A set with those three properties is a join-semilattice, and merging always moves “upward” toward a least upper bound. Because the network can reorder, drop-and-retry, and duplicate messages freely, those exact three properties are what let an unreliable transport still produce a deterministic result. You don’t need exactly-once delivery; you need eventually-everything delivery, which is far cheaper to build.

The families you actually use

For an institutional memory, the safe default is add-wins / grow-mostly structures: every observation an agent records is preserved, and “removal” is modeled as another fact (a correction or a tombstone) rather than a destructive delete. That’s why HiveMind’s corpus is append-mostly — see the append-only log deep-dive and the tombstones and compaction deep-dive for how removal and reclamation are handled without violating the lattice.

Ordering: logical clocks, not wall clocks

To merge concurrent writes correctly you need to know which writes happened-before which, and wall-clock timestamps lie — clocks skew, and two events can be genuinely concurrent. CRDTs lean on logical clocks: Lamport timestamps for a total-ish order, or vector clocks when you need to detect true concurrency (the case where neither write happened-before the other). Detecting concurrency is what lets an OR-Set or MV-Register do the right thing instead of clobbering. The companion deep-dive on causal consistency and vector clocks goes deeper on this.

How HiveMind applies it

HiveMind keeps a full copy of the shared corpus on each of your machines and syncs them peer-to-peer, so there is no central server to bottleneck or lose. Modeling that corpus as append-mostly CRDT state is what makes the “single source of truth” claim hold without a single point of failure: an agent can write while a laptop is offline on a plane, another agent can write on a desktop at home, and when the two devices next reach each other the merge is deterministic — both observations survive, in the same order, on both machines. Logically there is one reality; physically it lives in many places. Your data never leaves your devices to get there.

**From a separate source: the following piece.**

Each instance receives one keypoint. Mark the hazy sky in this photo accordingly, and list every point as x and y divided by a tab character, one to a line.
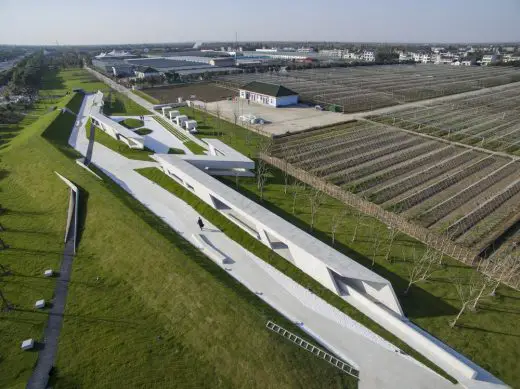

That convergence is the floor, not the ceiling. CRDTs guarantee every replica agrees on what was written; deciding which of two conflicting claims to trust is a separate layer built on corroboration and confidence.

Frequently asked

What's the difference between a state-based and an operation-based CRDT?

A state-based CRDT (CvRDT) ships its whole state and merges via a join function that is commutative, associative, and idempotent; it tolerates duplicate and out-of-order delivery but the payload can be large. An operation-based CRDT (CmRDT) ships only the operations and applies them, which is compact but requires the transport to deliver each op exactly once (or to make ops idempotent). Delta-state CRDTs are the practical middle ground: ship small deltas with CvRDT-style merge semantics.

Do CRDTs guarantee that the final state is the 'correct' one?

They guarantee convergence, not human correctness. Every replica that has seen the same set of updates computes the same value — there is no split-brain. But if two agents make genuinely conflicting decisions, a CRDT records both deterministically (e.g. a multi-value register keeps concurrent writes); it doesn't pick a winner for you. Resolving the meaning of a conflict is an application concern, which is why corroboration and confidence sit on top.

Why not just use a database with last-write-wins?

Last-write-wins (LWW) is itself a CRDT, but it silently discards a concurrent update when two clocks tie or drift, so writes are lost without anyone noticing. For agent memory that is dangerous — a dropped observation looks identical to one that never happened. Grow-only and add-wins structures preserve every write, which is why an append-mostly model fits institutional memory better than LWW.